Kotlin / dataframe

Structured data processing in Kotlin
https://kotlin.github.io/dataframe/overview.html
Apache License 2.0
799 stars 55 forks source link

Migrate the serialization from Klaxon to kotlinx-serialization library #312

Open devcrocod opened 1 year ago

devcrocod commented 1 year ago

This will help integrate the dataframe better into other libraries where serialization is required, such as ktor, ggdsl, and others

Jolanrensen commented 1 year ago

Didn't @belovrv have concerns about that?
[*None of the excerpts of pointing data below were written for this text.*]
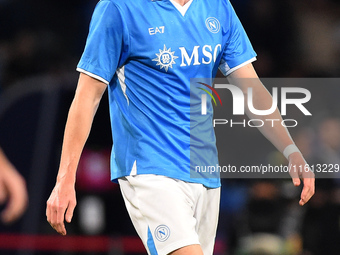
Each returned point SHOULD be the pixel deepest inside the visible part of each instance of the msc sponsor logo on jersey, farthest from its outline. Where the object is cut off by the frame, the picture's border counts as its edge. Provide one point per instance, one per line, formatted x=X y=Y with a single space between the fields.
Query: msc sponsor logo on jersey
x=199 y=55
x=213 y=25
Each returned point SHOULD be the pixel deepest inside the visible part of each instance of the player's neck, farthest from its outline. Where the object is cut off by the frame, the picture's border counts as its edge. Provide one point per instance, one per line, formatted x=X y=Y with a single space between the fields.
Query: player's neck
x=181 y=2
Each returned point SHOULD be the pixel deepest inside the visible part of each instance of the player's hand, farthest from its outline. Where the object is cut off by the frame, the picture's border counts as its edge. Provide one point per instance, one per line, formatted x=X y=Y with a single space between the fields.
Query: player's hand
x=60 y=205
x=299 y=170
x=13 y=191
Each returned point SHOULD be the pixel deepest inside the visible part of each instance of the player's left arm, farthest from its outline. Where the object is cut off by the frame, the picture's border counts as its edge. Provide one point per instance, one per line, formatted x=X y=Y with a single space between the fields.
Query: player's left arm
x=278 y=135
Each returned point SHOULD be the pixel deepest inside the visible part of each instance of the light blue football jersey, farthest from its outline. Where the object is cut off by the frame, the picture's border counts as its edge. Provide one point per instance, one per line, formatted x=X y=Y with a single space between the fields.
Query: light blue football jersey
x=147 y=52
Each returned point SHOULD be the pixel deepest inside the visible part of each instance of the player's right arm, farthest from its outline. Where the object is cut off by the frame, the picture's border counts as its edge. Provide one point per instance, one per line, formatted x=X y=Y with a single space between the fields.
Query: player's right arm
x=62 y=200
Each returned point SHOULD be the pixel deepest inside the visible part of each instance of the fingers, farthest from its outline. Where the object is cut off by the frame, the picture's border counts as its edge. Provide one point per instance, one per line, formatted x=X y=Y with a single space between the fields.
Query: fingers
x=60 y=207
x=307 y=191
x=69 y=212
x=55 y=215
x=296 y=181
x=295 y=176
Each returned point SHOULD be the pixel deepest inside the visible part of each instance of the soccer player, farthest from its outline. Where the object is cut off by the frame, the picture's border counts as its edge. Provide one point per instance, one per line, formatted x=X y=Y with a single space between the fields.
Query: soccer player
x=145 y=52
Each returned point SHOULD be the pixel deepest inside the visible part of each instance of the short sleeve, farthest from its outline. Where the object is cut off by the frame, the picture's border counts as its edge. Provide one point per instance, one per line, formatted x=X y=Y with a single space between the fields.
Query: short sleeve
x=238 y=50
x=104 y=47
devcrocod commented 1 year ago

@belovrv had doubts about the performance of kotlinx.serialization. We discussed this issue and came to the conclusion that there are no obvious problems. However, since this task is quite time-consuming, even though part of the serialization/deserialization logic will be preserved from Klaxon, we decided to postpone its implementation

zaleslaw commented 1 year ago

I'd like the serialization and io tasks and especially both libraries, klaxon and kotlinx.serialization, will assign it to me

devcrocod commented 6 months ago

A bit more detail about serialization support.

Benefits:

  1. Performance. Based on my limited research, simple conversion to strings is performance-wise equivalent to klaxon, as it performs identical logic. Marking classes as serializable and writing custom serializers, the performance of kotlinx-serialization is expected to be higher than klaxon. However, the actual implementation of the serializers will also affect this. In general, the performance will be slightly better or the same as klaxon. Thus, I wouldn't consider this as the main reason for switching to kotlinx-serialization or for sticking with klaxon.
  2. Code Refactoring. Support for kotlinx-serialization will help us improve the code responsible for json parsing. When I examined the code, I found some code quality issues. Serializers for dataframe will help alleviate this area, which will increase the codebase but will improve code readability and quality.
  3. Type Inference. This will affect type parsing, as some of the load can be shifted to the kotlinx-serialization plugin. This, in turn, will help us partially eliminate the use of platform-dependent reflection. Also, kotlinx-serialization has better support for JsonElement. For example, it can identify NaN unlike klaxon.
  4. Kotlin Ecosystem. kotlinx-serialization is an official library and is part of the Kotlin ecosystem, which will make it easier for us to work within it in the future. For example, with Ktor. There are also guarantees that it will be supported further.
  5. Other Formats. While official support is limited, interestingly, there is support for Protobuf.
  6. Multiplatform Support. kotlinx-serialization is a multiplatform library.
  7. Flexibility and reliability. Writing custom serializers will allow better control over serialization and deserialization. For example, this can help avoid issues with serialization when a Map might be inside a column.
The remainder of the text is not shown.